Doch Röhr fragte auch: Wer übt die Kritik, wer verlangt Analysen, wer musste daran interessiert sein? »Der Imperialismus wohl nicht, er will seine Verbrechen nicht aufgearbeitet sehen. Die Kommunistische Partei Chiles? Wollen die großen Volksmassen Kritik?«

Nicht nur Präsident Allende gebühre Respekt, sondern auch den Kämpfern seiner Leibgarde, die von der MIR gestellt wurde. Carlos Altamirano habe zur MIR nur geringe Meinungsunterschiede, jedoch grundlegende zum sozialistischen Präsidenten Allende gehabt. Der Klassengegner könne durchaus auch mit den eigenen Waffen, denen des bürgerlichen Rechtsstaats, geschlagen werden. Dann erst recht, wenn er seine »unantastbare« Verfassung nach Belieben selbst mit Füßen tritt.

Die Illusion, einen Teil der Macht erobert zu haben, habe auch einen gewissen Dogmatismus befördert. Die UP sei bei Durchsetzung der nationalen Eigentumsfrage nicht konsequent gewesen. Sie habe sich selbst geschwächt, als sie strikt an der Verpflichtung festhielt, die bürgerliche Verfassung um jeden Preis einzuhalten und die Autonomie der Streitkräfte im Wesentlichen nicht anzutasten. So sei die Verteidigungsfähigkeit der Revolution schon im letzten Dreivierteljahr gefährdet und endgültig im Juli 1973 preisgegeben worden. Dabei hatten Sympathisanten immer wieder über konkrete Putschvorbereitungen berichtet.

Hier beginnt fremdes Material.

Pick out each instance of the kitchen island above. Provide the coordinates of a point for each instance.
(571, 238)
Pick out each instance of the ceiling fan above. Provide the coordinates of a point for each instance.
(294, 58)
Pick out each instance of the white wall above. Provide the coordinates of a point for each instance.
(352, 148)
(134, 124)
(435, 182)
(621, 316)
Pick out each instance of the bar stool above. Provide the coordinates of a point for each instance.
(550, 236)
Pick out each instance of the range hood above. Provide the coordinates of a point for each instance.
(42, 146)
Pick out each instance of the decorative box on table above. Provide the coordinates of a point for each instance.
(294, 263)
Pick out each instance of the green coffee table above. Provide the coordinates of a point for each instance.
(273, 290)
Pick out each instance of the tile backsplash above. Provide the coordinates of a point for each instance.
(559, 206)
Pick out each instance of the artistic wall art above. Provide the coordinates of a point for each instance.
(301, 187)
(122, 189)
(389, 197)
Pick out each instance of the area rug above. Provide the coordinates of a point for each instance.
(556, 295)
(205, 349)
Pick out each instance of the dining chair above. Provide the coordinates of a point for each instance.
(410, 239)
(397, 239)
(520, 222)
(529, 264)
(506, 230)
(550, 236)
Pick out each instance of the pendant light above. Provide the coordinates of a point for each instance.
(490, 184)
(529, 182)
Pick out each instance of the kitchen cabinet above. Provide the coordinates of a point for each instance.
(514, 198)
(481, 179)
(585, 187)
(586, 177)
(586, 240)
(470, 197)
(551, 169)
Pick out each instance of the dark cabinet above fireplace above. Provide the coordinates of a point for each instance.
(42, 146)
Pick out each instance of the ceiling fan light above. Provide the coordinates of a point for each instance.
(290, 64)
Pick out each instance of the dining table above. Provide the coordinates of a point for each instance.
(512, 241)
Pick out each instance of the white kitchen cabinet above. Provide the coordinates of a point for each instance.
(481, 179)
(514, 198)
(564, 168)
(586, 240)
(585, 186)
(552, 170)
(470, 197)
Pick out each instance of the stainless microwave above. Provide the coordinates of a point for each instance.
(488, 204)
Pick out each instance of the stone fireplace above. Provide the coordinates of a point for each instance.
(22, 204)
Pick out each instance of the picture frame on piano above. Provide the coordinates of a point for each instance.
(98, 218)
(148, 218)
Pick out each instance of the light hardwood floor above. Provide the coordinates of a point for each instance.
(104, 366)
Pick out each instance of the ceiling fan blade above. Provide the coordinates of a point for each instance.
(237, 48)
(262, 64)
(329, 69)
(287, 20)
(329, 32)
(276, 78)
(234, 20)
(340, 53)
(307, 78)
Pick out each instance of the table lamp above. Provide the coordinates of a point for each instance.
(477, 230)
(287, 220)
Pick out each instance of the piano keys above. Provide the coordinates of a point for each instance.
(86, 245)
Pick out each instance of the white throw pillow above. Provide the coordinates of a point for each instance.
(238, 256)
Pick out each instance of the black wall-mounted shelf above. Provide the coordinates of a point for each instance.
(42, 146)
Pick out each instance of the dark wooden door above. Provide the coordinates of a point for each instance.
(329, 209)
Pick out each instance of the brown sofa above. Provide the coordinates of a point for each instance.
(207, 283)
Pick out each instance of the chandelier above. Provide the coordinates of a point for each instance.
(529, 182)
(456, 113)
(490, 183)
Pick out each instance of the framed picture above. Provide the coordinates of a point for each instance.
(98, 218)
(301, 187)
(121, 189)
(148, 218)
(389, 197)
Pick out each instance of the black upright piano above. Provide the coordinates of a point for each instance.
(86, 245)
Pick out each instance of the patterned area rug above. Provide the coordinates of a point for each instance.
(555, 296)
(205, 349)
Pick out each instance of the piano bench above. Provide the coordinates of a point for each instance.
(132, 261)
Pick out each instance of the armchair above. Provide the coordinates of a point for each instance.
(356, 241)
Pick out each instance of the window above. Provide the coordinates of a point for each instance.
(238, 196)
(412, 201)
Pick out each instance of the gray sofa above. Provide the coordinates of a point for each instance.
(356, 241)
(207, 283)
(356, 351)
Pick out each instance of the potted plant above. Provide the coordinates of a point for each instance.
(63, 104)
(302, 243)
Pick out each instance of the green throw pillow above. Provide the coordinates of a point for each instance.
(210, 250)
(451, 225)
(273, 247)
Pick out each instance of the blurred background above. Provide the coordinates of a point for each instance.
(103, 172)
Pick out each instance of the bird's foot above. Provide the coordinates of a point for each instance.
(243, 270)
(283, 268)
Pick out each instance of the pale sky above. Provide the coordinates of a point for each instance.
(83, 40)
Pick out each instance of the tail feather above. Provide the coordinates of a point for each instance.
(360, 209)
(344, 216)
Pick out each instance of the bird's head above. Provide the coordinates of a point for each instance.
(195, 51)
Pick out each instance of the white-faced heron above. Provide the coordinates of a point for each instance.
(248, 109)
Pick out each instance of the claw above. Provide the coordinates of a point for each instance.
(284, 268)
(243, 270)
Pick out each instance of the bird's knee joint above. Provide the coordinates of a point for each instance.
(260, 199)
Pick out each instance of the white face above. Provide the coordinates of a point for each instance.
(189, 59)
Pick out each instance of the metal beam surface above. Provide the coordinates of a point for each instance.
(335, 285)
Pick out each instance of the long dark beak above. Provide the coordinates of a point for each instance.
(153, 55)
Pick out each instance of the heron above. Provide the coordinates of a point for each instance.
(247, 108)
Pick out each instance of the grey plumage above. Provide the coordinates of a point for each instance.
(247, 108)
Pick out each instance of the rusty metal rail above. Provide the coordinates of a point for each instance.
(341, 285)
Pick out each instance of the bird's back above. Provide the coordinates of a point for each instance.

Arbeiter, die Betriebe besetzt hielten und Verwaltungsstrukturen von unten gründeten, wurden – im Einklang mit den Kompromissen der UP – von den Streitkräften nach Waffen durchsucht. Oft mussten sie der Zerstörung ihrer Produktionsanlagen durch die Soldaten zusehen. Nicht nur die selbstmobilisierten Arbeiter, sondern auch subproletarische Schichten und die Bauern habe die UP unterschätzt. Bauern besetzten mehr Guter als von der bürgerlichen Verfassung zugestanden, daher zwang man sie zur Rückgabe. Fazit: Es kam zu keinem Generalstreik, sondern zur faktischen Demobilisierung. Die immer schärferen Konflikte habe die Lagerbildung polarisierter Klassen befördert, bedauerte Werner Röhr, was landesweiten Hass erzeugt habe: die einen pro Revolution, die anderen pro Reaktion.

Es waren nicht nur Sprachbarrieren daran schuld, dass Ivan Quintana und Werner Röhr aneinander vorbei redeten, sich aber auch gegenseitig verletzten.